Web 2.0 – Dove Youtube apre altri chiudono
E’ di qualche mese la notizia che youtube italia aprirà una sezione dedicata al citizen journalism, (giornalismo collaborativo, qui potete vedere la versione inglese: http://it.youtube.com/citizennews) dove si potranno vedere video giornalistici girati da persone che giornalisti non sono, ma che sentono il desiderio di condividere notizie e informazioni ponendosi loro stessi come produttori di ‘media’, e non solo come consumatori passivi. Il concetto è sempre lo stesso tanto caro al nuovo web 2.0: chi produce e chi consuma sono sempre le stesse persone, in un meccanismo divoratore e generatore nello stesso tempo.
Condividi i tuoi video su youtube e intanto guarda quelli degli altri, condividi le tue foto su flikr, e commenta i lavori altrui, scrivi i tuoi blog-pensieri e intanto leggi e commenta quelli degli altri.

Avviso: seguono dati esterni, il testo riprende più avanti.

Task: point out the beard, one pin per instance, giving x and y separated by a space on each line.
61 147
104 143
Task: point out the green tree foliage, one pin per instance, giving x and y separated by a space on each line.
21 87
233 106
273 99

Tu non sei solo perché compri, ma perché produci, e la tua produzione dà vita a collegamen ti, a feedback, a incontri. Tutto bello? Mica tanto. Dove youtube apre, altri siti di citizen journalism dedicati alla contro-informazione hanno già cominciato a chiudere. Bayosphere che tra i primi si era lanciato nell’iniziativa, nel 2006 ha gettato la spugna ammettendo che gli investimenti che si aspettava non si sono visti e che il giornalismo fatto dai dilettanti, beh qualche problema di continuità e di qualità ce l’ha. Ma il vero problema di questo web 2.0 è in fondo strutturale: in questa grande condivisione amichevole, in questo mutuo sfruttamento di risorse intellettuali, chi sono quelli che ci guadagnano? Non c’è il rischio che questi produttori di informazioni, di foto, di video, di parole, altro non siano che “servi” di grandi gruppi media-editoriali che li utilizzano per creare -a costo zero- traffico sulla propria rete? Il web 2.0 sta creando un nuovo tipo di consumatore, che non solo consuma prodotti che gli vengono offerti con più furbizia del passato, ma lavora anche a gratis per chi questi prodotti li vende. E si sente appagato. I risultati di questo “andazzo” sembrano coinvolgere, di rimbalzo, anche i professionisti che si adeguano ad un media che deve offrire notizie sempre più superficiali e brevi, e sempre meno controllate. Le grandi firme del giornalismo lasciano spazio alla “nessuna-firma” redazionale, innocua e generica, scritta da gente che una “grande firma” vorrebbe anche diventarla, ma forse in un altro modo. In maniera meno collaborativa e più retribuita. Magari in maniera più professionale. Ma fare cultura e informazione, è ancora una professione?